Statistics

Introduction to Statistics For R Programming & Python

Jun 26, 2022Public

4 min read

Statistics is the practice or science of collecting and analyzing large amounts of numerical data, particularly for the purpose of inferring proportions in the population as a whole from those in a representative sample.

Introduction to statistics

Statistics is a very broad subject, with applications in a vast number of different fields.

Population and Sample are the two terms you hear very frequently in statistics.

For example Census (Population) vs Survey (Sample), Production (Population) vs audit samples (Sample)Population: Gathering data from the whole population of interest

Sample: Gathering data from the sample in order to make conclusinos about the population.

Types of sampling are simple random sampling, systematic sampling, statified sampling and cluster sampling

1. Simple Random Sampling:

Every member of the population has an equal chance of being chosen in a simple random sample. The population as a whole should be included in your sampling frame.

To conduct this type of sampling, tools such as random number generators or other techniques based entirely on chance can be used.

2. Systematic Sampling:

Systematic sampling is similar to simple random sampling, but it is generally easier to carry out. Every member of the population is assigned a number, but rather than being generated at random, the numbers are assigned at regular intervals.

3. Stratified Sampling

Stratified sampling entails segmenting the population into subpopulations that may differ significantly.
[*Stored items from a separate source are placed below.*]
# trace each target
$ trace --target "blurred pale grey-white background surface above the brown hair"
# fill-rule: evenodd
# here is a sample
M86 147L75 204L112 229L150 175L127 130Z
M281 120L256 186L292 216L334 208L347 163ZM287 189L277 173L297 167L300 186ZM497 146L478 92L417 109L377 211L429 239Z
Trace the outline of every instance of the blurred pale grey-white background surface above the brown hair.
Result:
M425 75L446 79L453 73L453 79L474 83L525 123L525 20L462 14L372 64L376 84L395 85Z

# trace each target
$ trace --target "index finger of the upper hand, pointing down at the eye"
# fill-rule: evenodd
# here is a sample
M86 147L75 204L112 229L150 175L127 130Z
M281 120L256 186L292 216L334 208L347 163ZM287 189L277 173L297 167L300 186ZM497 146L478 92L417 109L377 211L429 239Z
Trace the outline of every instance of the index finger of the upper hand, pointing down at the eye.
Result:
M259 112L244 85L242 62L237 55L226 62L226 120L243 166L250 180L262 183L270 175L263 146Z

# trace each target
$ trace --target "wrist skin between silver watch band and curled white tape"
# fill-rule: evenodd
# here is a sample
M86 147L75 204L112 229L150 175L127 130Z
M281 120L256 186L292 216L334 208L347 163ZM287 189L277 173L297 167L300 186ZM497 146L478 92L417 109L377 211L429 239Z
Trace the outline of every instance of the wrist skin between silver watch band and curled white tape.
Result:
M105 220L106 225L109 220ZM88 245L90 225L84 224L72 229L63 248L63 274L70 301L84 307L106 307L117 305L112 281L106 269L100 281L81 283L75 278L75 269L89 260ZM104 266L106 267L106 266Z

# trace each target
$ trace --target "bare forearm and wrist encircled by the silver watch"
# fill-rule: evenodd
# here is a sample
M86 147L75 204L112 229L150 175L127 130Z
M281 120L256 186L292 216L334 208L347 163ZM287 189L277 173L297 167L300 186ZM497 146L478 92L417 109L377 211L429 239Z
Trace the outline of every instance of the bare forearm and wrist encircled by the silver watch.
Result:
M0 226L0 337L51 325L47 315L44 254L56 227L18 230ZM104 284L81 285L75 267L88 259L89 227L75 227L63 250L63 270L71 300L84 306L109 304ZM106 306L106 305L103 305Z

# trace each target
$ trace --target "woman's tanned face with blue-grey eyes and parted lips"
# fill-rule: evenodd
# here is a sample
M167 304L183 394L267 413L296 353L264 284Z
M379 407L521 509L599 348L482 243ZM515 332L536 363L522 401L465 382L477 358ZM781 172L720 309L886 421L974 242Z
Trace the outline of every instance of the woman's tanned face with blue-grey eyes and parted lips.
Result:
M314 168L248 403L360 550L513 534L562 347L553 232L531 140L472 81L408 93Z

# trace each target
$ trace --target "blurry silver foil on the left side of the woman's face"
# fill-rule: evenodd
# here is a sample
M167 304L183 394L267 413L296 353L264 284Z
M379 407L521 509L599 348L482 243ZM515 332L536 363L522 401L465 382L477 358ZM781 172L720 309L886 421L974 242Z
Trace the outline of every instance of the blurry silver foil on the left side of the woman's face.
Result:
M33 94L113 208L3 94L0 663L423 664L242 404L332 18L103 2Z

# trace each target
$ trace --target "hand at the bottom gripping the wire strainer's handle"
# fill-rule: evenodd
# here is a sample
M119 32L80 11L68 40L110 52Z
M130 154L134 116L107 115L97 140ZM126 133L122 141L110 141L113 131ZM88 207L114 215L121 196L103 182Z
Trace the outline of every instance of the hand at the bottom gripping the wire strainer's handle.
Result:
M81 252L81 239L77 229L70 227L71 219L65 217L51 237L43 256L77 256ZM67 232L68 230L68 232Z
It enables you to draw more precise conclusions by ensuring that all subgroups are adequately represented in the sample.

To use this sampling method, divide the population into subgroups (called strata) based on the relevant characteristic (e.g. gender, age range, income bracket, job role).
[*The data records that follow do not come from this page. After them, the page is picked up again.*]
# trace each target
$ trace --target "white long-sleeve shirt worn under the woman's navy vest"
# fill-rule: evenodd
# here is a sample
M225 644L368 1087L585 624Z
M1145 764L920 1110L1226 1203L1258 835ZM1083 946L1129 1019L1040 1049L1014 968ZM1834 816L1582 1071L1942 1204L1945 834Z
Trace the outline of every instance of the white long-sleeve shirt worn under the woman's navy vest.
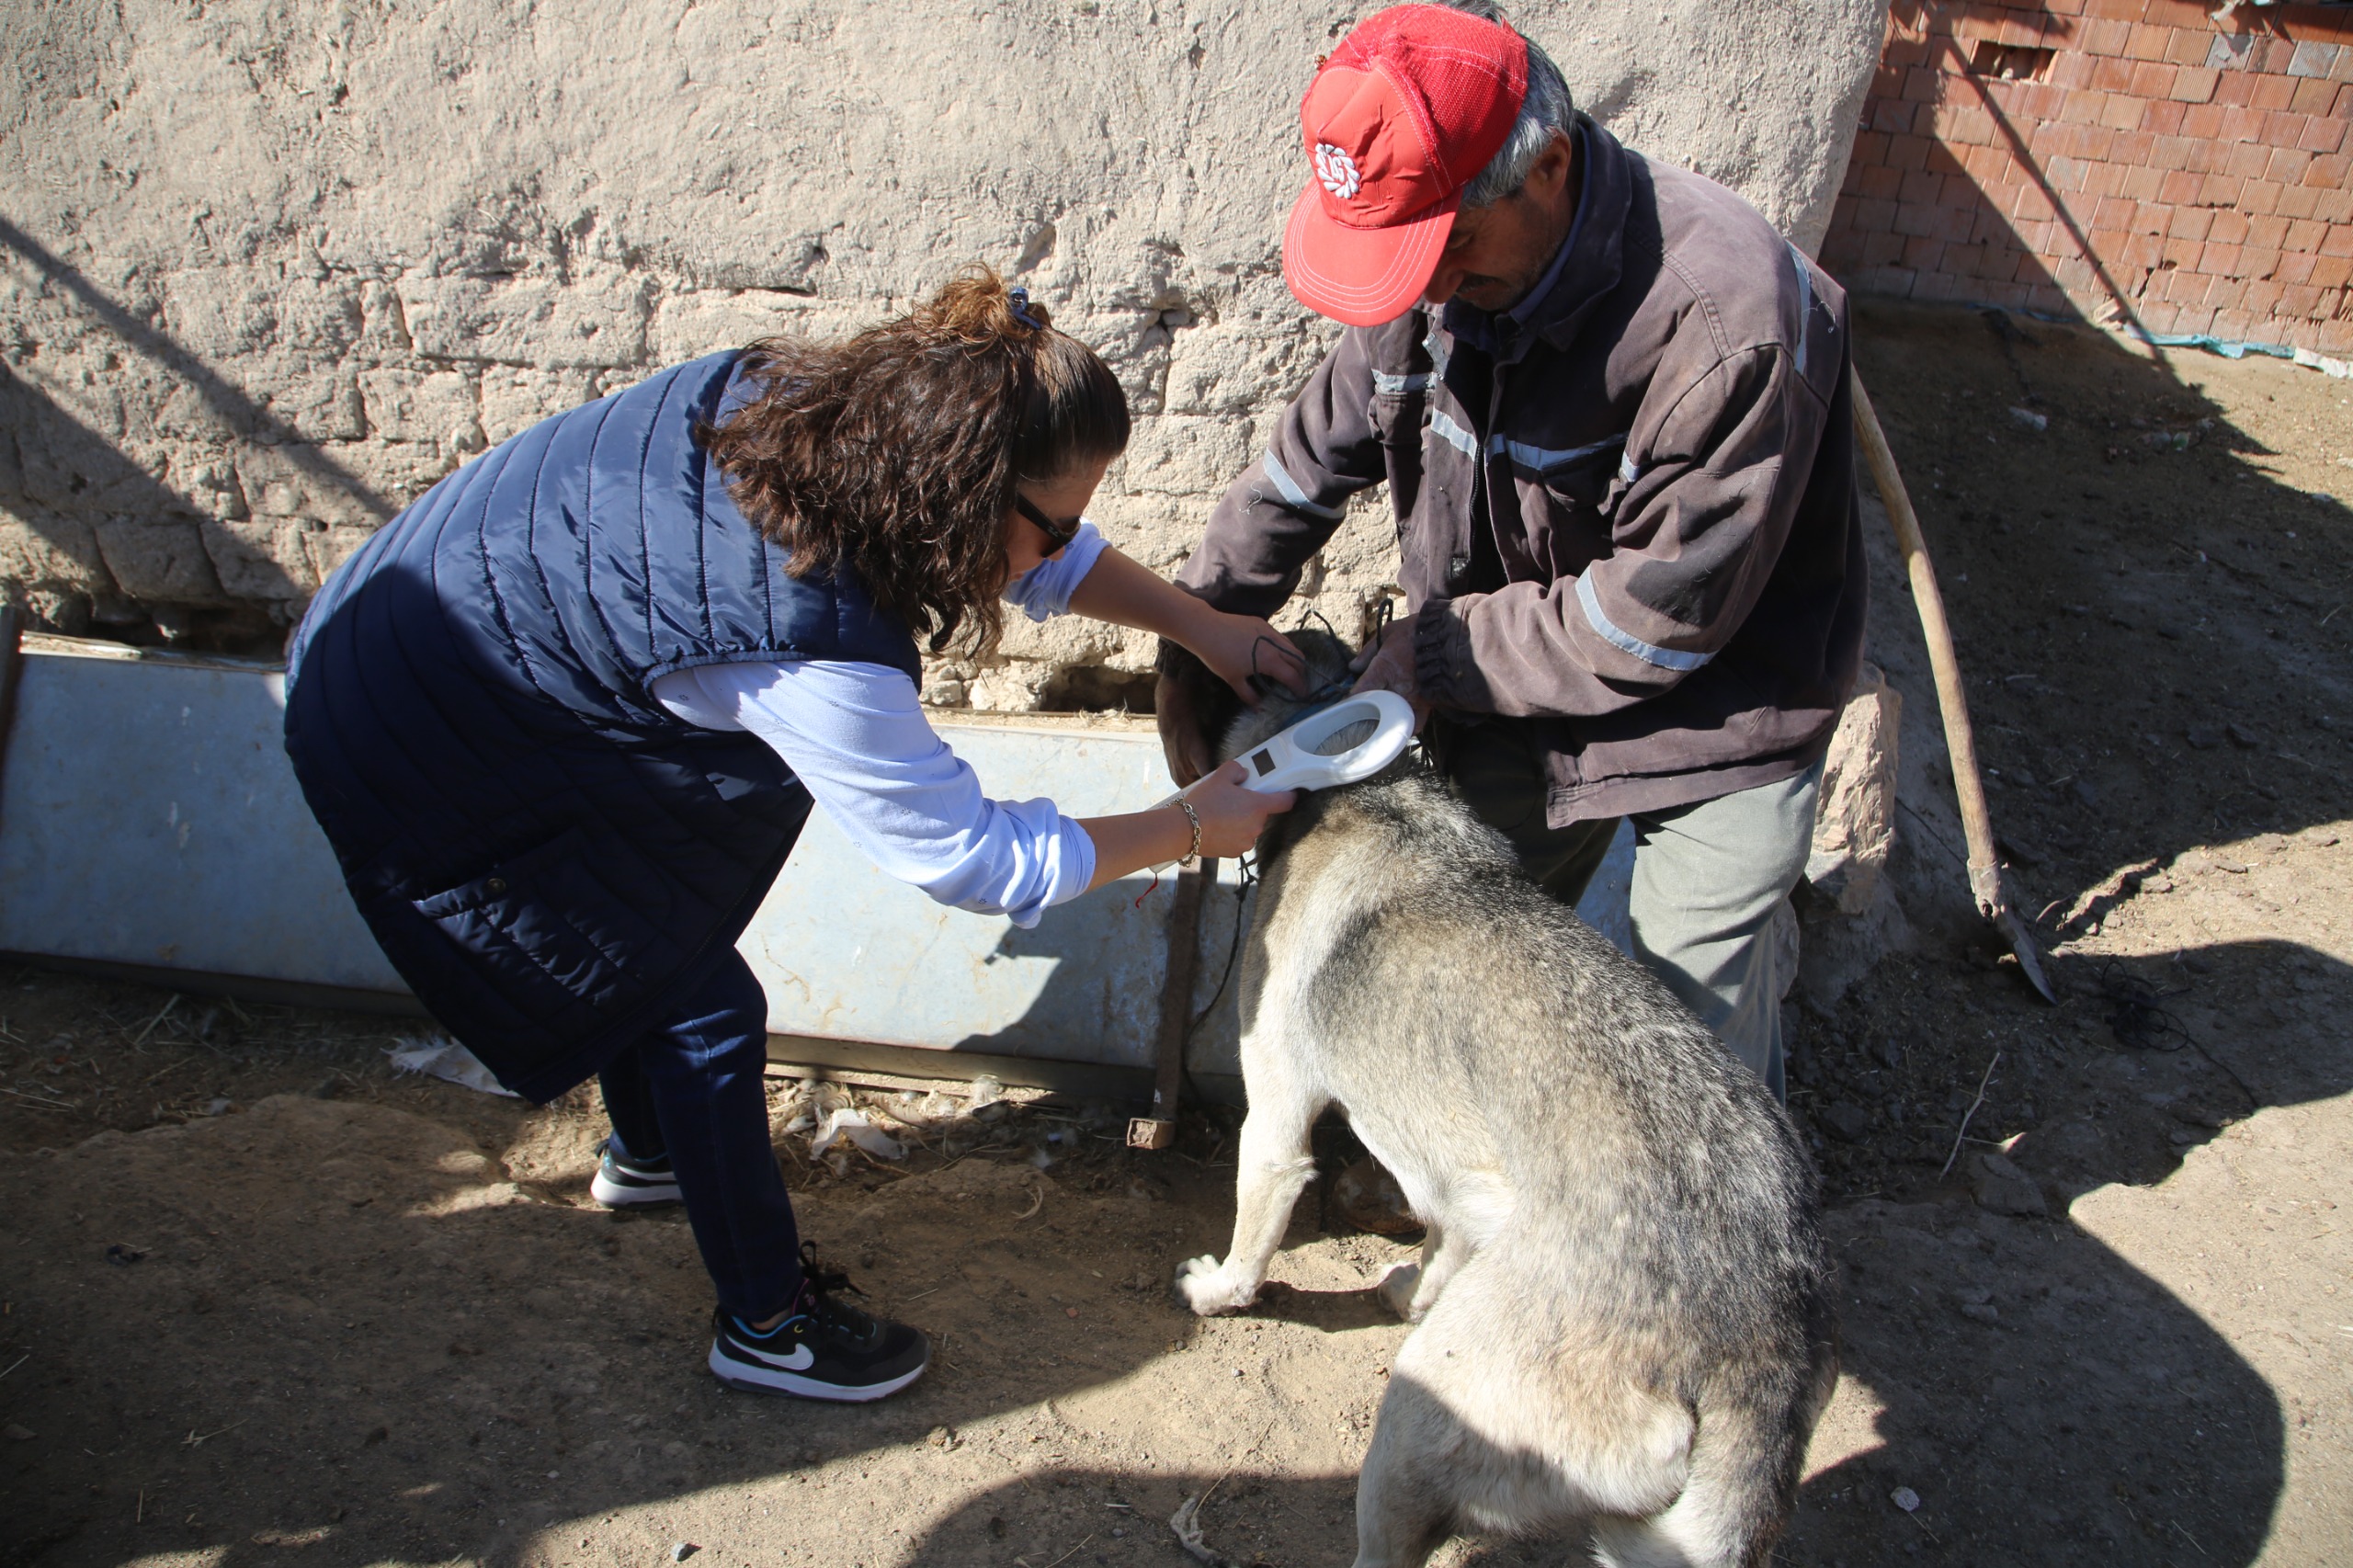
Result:
M1082 523L1005 600L1033 622L1064 614L1101 553L1104 537ZM887 664L699 664L654 680L654 699L689 725L758 735L849 843L941 904L1028 928L1094 881L1087 829L1052 800L984 796L932 732L915 683Z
You calculate how many people should be sampled from each subgroup based on the overall population proportions. Then, using random or systematic sampling, you select a sample from each subgroup.

The popoulation is patitioned into non-overlapping groups, called strata and a sample is selected by some design within each stratum.

4. Cluster Sampling

Divide the population into groups (Clusters)
Obtain a simple random sample of so many clusters from all possible clusters
Obtain data on every sampling unit each of the randomly selected clusters

Categories of Statistics:

Introduction to Statistics For R Programming & Python - webypost

When we talk about categories there are two types of statistics, Descriptive and Inferential Statistics

Statistics allows us to derive knowledge from large datas.sets and this knowledge can then be used to make predictions, decisions, classificatinos etc.,

In a nutshell, descriptive statistics are concerned with describing the visible characteristics of a dataset (a population or sample). Meanwhile, inferential statistics are concerned with making predictions or make inferences about a larger dataset based on a subset of that data.

Types of Data:

Descrete vs continuous numeric variables

Values or observations that is counted as distinct and seperate and can only take particular values are called descrete numeric variables.

Categorical data helps to study the category of the data. Ordinal and Nominal are two types of categorical variables.